Copybara import of gpu-recipes:

Copybara · Copybara · commit b99076598f67 · 2025-02-25T16:12:02.000Z
- 99e8186454e10c4bf07dce0f91b0ab0c76ca1a72 Fix README for multinode inference for DeepSeek R1 with A...

GitOrigin-RevId: 99e8186454e10c4bf07dce0f91b0ab0c76ca1a72
diff --git a/inference/a3mega/deepseek-r1-671b/sglang-serving-gke/README.md b/inference/a3mega/deepseek-r1-671b/sglang-serving-gke/README.md
@@ -2,24 +2,23 @@
 
 This recipe outlines the steps to benchmark inference of a DeepSeek R1 671B model using [SGLang](https://github.com/sgl-project/sglang/tree/main) on an [A3 Mega GKE Node pool](https://cloud.google.com/kubernetes-engine) with multiple nodes.
 
-In order to run this recipe, we use the [LeaderWorkerSet API](https://github.com/kubernetes-sigs/lws) in Kubernetes to spin up multiple nodes and handle distributed inference.
+The recipe uses [LeaderWorkerSet API](https://github.com/kubernetes-sigs/lws) in Kubernetes to spin up multiple nodes and handle distributed inference workload. LWS enables treating multiple Pods as a group, simplifying the management of distributed model serving.
 
 ## Orchestration and deployment tools
 
 For this recipe, the following setup is used:
 
 - Orchestration - [Google Kubernetes Engine (GKE)](https://cloud.google.com/kubernetes-engine)
-- Job configuration and deployment - Helm chart is used to configure and deploy the
-  [Kubernetes Index Job](https://kubernetes.io/blog/2021/04/19/introducing-indexed-jobs).
-  This job encapsulates inference of DeepSeek R1 671B model using SGLang. The chart generates the manifest, adhering to best practices for using GPUDirect-TCPXO with Google Kubernetes Engine (GKE), which includes setting optimal values for NVIDIA NCCL and the TCPXO NCCL plugin.
+- LeaderWorkerSet Deployment - Helm chart is used to configure and deploy multi-node inference
+  using the [LeaderWorkerSet API](https://github.com/kubernetes-sigs/lws) provisioning leader
+  and worker pods for distributed inference of the DeepSeek R1 671B model using SGLang.

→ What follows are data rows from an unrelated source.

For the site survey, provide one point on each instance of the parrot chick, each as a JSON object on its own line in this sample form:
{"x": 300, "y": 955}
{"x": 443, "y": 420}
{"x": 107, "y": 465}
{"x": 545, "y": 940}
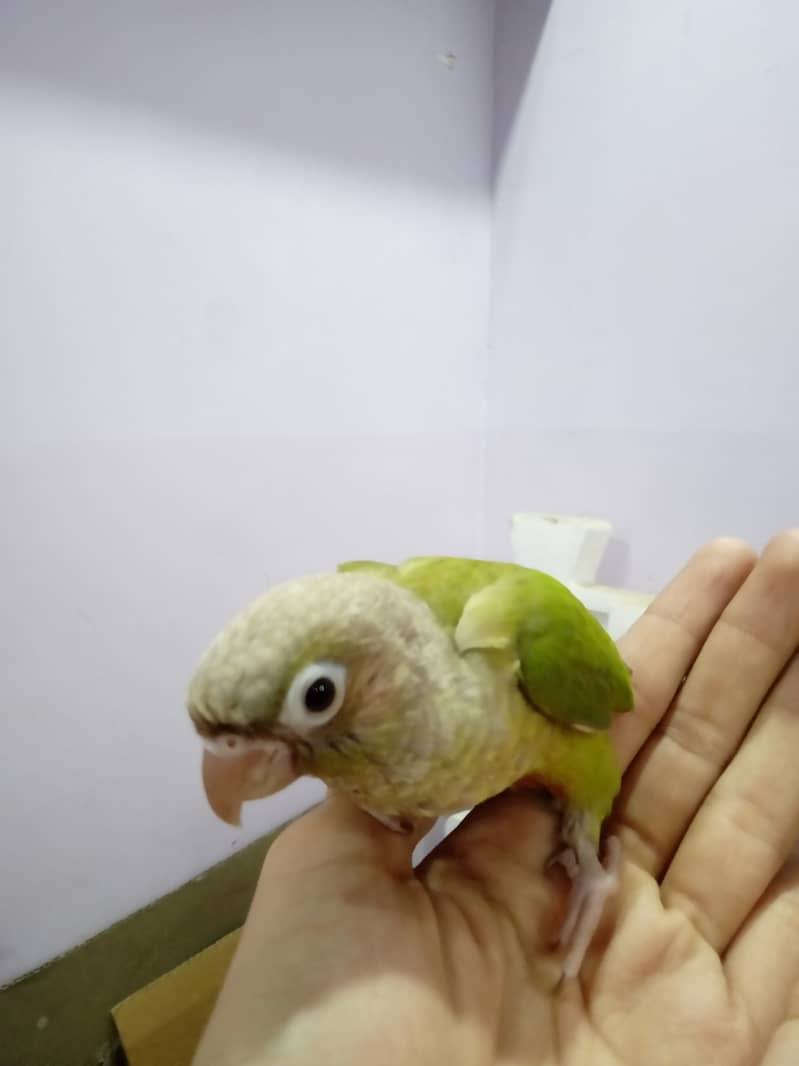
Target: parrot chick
{"x": 419, "y": 691}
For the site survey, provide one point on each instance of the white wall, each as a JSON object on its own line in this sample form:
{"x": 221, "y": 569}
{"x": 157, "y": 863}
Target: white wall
{"x": 645, "y": 322}
{"x": 244, "y": 276}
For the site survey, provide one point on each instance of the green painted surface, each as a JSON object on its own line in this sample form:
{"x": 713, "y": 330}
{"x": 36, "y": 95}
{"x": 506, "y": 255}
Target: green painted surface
{"x": 61, "y": 1014}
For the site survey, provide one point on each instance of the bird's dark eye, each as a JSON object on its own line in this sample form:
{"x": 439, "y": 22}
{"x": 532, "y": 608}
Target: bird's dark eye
{"x": 320, "y": 695}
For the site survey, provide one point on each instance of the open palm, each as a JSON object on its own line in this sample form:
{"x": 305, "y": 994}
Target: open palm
{"x": 349, "y": 955}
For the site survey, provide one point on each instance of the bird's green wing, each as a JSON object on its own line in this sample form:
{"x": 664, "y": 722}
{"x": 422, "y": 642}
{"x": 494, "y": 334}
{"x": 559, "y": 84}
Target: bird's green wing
{"x": 569, "y": 666}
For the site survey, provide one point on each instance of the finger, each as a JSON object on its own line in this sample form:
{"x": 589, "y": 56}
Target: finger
{"x": 747, "y": 827}
{"x": 500, "y": 853}
{"x": 744, "y": 653}
{"x": 763, "y": 962}
{"x": 783, "y": 1049}
{"x": 338, "y": 832}
{"x": 663, "y": 644}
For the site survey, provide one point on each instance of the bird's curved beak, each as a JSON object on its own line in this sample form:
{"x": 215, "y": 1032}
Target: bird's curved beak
{"x": 253, "y": 772}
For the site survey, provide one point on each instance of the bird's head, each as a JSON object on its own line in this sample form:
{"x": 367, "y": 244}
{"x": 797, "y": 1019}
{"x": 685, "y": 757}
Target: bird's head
{"x": 312, "y": 663}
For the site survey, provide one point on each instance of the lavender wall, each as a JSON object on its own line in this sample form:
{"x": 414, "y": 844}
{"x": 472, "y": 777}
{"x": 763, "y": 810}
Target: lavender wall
{"x": 244, "y": 279}
{"x": 645, "y": 320}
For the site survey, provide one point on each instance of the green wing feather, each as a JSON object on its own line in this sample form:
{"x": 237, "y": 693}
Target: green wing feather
{"x": 569, "y": 666}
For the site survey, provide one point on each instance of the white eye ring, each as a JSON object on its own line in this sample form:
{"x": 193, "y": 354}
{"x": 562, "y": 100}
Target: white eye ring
{"x": 314, "y": 697}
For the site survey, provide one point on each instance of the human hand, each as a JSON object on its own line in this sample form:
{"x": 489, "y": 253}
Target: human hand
{"x": 349, "y": 955}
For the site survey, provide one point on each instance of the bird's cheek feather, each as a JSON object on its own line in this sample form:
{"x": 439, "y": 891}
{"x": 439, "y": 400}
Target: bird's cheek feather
{"x": 255, "y": 772}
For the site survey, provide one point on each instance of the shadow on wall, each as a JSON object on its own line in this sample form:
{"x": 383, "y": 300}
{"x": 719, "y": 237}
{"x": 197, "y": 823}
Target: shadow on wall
{"x": 518, "y": 32}
{"x": 320, "y": 78}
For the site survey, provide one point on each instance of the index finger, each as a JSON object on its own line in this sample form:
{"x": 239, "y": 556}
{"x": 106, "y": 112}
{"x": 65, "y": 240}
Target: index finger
{"x": 664, "y": 643}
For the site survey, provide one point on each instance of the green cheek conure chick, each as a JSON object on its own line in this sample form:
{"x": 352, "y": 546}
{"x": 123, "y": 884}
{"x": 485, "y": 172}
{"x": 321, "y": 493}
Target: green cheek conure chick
{"x": 421, "y": 690}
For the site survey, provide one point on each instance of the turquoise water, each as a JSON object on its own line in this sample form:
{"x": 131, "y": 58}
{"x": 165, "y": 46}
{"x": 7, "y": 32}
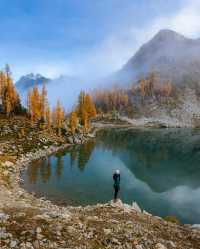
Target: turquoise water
{"x": 160, "y": 170}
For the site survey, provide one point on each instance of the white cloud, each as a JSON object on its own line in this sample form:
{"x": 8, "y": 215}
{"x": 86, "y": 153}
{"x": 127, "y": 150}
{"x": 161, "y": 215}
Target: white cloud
{"x": 116, "y": 49}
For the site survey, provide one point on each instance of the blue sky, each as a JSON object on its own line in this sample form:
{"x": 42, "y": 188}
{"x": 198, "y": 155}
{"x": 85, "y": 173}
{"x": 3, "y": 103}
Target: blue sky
{"x": 85, "y": 37}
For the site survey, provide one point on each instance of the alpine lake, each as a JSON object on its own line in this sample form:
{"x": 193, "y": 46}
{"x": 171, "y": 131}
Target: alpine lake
{"x": 160, "y": 170}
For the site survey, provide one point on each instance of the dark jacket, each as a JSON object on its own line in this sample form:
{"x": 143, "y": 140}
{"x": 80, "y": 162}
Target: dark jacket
{"x": 116, "y": 178}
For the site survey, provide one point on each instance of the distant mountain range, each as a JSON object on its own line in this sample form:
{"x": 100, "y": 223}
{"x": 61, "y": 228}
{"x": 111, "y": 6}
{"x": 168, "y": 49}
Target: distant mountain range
{"x": 171, "y": 55}
{"x": 30, "y": 80}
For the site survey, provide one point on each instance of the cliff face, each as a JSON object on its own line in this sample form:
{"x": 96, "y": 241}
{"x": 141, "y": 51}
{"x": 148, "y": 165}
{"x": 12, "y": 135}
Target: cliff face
{"x": 170, "y": 54}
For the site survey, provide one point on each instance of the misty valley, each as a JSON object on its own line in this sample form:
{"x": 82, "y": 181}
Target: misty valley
{"x": 160, "y": 170}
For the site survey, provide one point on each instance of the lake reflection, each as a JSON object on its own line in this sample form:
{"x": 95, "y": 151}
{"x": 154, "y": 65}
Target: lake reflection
{"x": 160, "y": 169}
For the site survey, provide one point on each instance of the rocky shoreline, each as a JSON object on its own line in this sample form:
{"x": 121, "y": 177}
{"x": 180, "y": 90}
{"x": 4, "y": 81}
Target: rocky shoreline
{"x": 30, "y": 222}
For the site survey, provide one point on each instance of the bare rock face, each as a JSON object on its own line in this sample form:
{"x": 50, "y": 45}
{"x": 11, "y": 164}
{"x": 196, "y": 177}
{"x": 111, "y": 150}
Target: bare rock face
{"x": 170, "y": 54}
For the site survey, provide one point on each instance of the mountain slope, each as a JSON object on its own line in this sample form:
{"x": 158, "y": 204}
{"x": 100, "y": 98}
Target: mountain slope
{"x": 30, "y": 80}
{"x": 170, "y": 54}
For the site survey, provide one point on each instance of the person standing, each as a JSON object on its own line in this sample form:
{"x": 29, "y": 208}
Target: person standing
{"x": 116, "y": 179}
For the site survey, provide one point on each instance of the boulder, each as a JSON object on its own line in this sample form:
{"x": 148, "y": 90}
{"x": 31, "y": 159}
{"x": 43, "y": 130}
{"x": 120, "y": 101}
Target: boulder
{"x": 136, "y": 207}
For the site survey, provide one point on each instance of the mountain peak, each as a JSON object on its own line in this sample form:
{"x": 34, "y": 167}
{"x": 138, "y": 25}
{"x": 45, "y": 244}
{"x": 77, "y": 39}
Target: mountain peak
{"x": 168, "y": 35}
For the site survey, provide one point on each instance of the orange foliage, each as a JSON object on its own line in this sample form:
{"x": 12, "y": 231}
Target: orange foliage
{"x": 73, "y": 122}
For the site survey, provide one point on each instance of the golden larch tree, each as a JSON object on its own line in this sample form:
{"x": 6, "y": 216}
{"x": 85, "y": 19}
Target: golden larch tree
{"x": 73, "y": 122}
{"x": 58, "y": 117}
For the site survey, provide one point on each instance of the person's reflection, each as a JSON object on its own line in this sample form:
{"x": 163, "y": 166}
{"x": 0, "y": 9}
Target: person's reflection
{"x": 46, "y": 170}
{"x": 84, "y": 154}
{"x": 59, "y": 165}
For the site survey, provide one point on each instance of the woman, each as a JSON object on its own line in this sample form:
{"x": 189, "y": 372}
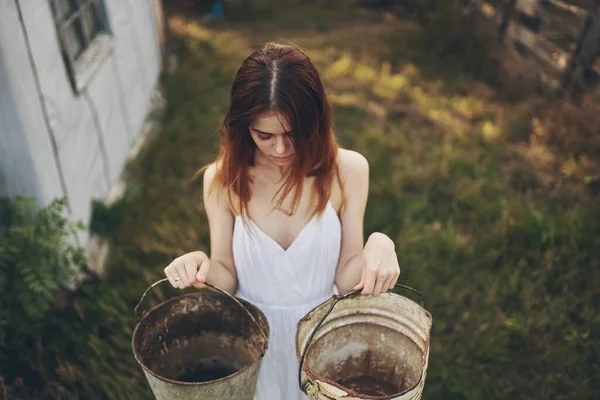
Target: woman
{"x": 285, "y": 208}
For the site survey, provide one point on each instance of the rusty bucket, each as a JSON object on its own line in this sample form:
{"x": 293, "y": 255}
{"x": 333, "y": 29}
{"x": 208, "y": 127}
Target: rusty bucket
{"x": 364, "y": 347}
{"x": 203, "y": 345}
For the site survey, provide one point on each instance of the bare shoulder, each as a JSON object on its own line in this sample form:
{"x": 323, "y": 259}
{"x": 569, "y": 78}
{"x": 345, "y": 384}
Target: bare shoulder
{"x": 354, "y": 175}
{"x": 352, "y": 164}
{"x": 214, "y": 193}
{"x": 209, "y": 177}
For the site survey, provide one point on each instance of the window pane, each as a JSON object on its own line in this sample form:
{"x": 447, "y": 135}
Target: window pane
{"x": 74, "y": 39}
{"x": 62, "y": 9}
{"x": 91, "y": 22}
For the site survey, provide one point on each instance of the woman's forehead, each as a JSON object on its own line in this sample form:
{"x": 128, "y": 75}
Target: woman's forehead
{"x": 274, "y": 123}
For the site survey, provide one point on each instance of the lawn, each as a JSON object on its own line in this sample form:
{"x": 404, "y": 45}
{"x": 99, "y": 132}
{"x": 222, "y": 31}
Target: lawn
{"x": 488, "y": 190}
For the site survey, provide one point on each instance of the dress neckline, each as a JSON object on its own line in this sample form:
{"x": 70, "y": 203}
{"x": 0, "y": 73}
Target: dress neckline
{"x": 328, "y": 208}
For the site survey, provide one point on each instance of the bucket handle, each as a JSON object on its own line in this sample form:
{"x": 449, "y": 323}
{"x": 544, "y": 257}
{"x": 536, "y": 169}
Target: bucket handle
{"x": 336, "y": 300}
{"x": 139, "y": 315}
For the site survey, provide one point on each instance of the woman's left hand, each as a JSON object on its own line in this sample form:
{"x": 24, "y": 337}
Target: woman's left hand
{"x": 381, "y": 270}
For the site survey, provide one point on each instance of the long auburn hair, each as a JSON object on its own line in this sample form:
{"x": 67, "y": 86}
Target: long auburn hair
{"x": 279, "y": 78}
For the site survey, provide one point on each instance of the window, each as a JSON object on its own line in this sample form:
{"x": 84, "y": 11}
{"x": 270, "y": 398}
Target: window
{"x": 84, "y": 37}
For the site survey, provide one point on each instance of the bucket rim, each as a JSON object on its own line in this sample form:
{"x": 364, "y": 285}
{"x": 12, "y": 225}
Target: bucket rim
{"x": 264, "y": 343}
{"x": 315, "y": 377}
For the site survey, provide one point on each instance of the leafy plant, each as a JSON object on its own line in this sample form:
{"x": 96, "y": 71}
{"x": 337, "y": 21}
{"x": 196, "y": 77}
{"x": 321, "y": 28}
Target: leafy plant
{"x": 37, "y": 253}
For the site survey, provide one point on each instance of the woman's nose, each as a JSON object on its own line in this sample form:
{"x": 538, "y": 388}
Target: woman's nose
{"x": 280, "y": 145}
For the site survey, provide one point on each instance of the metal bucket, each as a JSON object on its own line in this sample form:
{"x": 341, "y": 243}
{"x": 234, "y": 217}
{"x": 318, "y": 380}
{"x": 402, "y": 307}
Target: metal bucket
{"x": 201, "y": 346}
{"x": 365, "y": 348}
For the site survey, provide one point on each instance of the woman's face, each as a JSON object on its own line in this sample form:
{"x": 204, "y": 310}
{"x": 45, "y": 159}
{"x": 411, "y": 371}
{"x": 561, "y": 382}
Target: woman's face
{"x": 272, "y": 134}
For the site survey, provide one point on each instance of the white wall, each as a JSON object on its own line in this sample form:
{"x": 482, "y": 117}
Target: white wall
{"x": 94, "y": 130}
{"x": 27, "y": 163}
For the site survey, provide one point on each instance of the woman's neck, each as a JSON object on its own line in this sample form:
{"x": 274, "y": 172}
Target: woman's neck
{"x": 269, "y": 169}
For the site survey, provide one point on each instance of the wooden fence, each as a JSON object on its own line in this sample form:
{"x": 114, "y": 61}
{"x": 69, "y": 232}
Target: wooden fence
{"x": 560, "y": 37}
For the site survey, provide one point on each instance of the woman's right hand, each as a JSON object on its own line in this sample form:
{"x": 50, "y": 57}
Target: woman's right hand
{"x": 188, "y": 270}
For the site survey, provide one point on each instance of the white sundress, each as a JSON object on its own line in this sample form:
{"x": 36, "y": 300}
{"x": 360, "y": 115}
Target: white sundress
{"x": 286, "y": 284}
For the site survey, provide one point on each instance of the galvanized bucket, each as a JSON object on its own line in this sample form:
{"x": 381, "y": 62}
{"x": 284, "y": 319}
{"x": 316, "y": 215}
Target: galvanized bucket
{"x": 366, "y": 348}
{"x": 201, "y": 346}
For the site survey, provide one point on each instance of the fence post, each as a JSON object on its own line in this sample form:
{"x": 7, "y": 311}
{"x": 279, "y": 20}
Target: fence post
{"x": 583, "y": 57}
{"x": 505, "y": 18}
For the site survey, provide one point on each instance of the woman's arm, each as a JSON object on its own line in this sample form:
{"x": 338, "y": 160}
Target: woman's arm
{"x": 374, "y": 267}
{"x": 195, "y": 268}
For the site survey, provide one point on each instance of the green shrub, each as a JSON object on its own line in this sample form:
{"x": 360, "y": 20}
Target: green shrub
{"x": 37, "y": 253}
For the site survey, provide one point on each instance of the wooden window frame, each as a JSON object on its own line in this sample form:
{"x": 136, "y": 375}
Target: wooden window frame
{"x": 96, "y": 45}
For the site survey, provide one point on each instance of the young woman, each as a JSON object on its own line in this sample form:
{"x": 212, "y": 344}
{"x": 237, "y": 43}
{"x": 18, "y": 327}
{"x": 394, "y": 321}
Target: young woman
{"x": 285, "y": 207}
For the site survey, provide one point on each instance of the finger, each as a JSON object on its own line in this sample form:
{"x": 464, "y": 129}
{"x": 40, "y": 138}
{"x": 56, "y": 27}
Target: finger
{"x": 386, "y": 284}
{"x": 169, "y": 274}
{"x": 369, "y": 281}
{"x": 379, "y": 285}
{"x": 395, "y": 279}
{"x": 201, "y": 274}
{"x": 203, "y": 270}
{"x": 182, "y": 274}
{"x": 190, "y": 269}
{"x": 361, "y": 284}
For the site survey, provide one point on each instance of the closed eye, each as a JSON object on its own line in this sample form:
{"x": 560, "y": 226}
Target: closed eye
{"x": 263, "y": 136}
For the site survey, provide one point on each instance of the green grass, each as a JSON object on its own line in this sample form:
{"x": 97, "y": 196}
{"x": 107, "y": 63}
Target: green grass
{"x": 503, "y": 246}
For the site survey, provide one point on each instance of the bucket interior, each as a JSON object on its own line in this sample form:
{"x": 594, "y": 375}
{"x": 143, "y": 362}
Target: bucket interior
{"x": 368, "y": 359}
{"x": 199, "y": 337}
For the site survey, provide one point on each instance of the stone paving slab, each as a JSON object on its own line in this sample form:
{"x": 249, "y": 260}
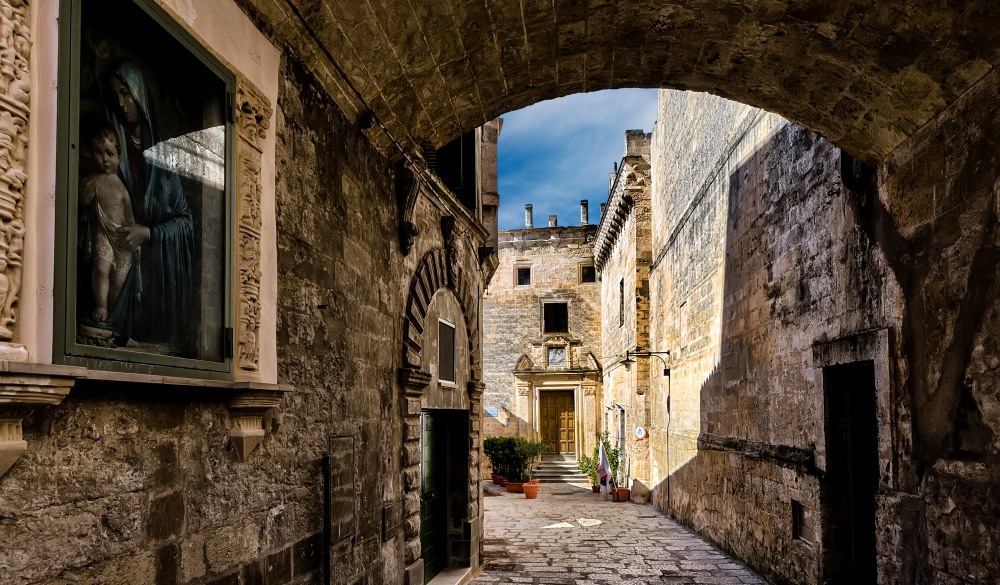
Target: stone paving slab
{"x": 572, "y": 536}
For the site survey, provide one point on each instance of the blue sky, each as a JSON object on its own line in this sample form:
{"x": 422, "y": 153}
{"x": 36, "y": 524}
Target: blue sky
{"x": 555, "y": 153}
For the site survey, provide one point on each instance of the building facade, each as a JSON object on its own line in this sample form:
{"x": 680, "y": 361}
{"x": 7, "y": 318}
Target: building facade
{"x": 248, "y": 348}
{"x": 622, "y": 256}
{"x": 541, "y": 319}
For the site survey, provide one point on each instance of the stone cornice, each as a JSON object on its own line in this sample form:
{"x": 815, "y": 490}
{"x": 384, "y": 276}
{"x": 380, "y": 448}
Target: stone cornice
{"x": 619, "y": 207}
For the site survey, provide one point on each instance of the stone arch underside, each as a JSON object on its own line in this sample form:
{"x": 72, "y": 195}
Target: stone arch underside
{"x": 865, "y": 75}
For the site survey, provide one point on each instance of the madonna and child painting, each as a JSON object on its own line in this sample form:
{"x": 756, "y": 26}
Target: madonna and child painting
{"x": 150, "y": 199}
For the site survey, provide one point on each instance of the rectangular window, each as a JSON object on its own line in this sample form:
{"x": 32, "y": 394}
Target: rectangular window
{"x": 523, "y": 275}
{"x": 446, "y": 352}
{"x": 621, "y": 302}
{"x": 145, "y": 180}
{"x": 555, "y": 318}
{"x": 802, "y": 523}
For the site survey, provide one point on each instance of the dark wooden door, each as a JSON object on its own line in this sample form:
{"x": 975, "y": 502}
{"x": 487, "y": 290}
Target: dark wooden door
{"x": 851, "y": 483}
{"x": 558, "y": 421}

The chart generates the manifest, adhering to best practices for using GPUDirect-TCPXO with Google Kubernetes Engine (GKE), which includes setting optimal values for NVIDIA NCCL and the TCPXO NCCL plugin.
 
 ## Prerequisites
 
 Before running this recipe, ensure your environment is configured as follows:
 
 - A GKE cluster with the following setup:
     - An A3 Mega node pool (2 nodes, 16 GPUs)
-    - Topology-aware scheduling enabled
 - An Artifact Registry repository to store the Docker image.
 - A Google Cloud Storage (GCS) bucket to store results.
   *Important: This bucket must be in the same region as the GKE cluster*.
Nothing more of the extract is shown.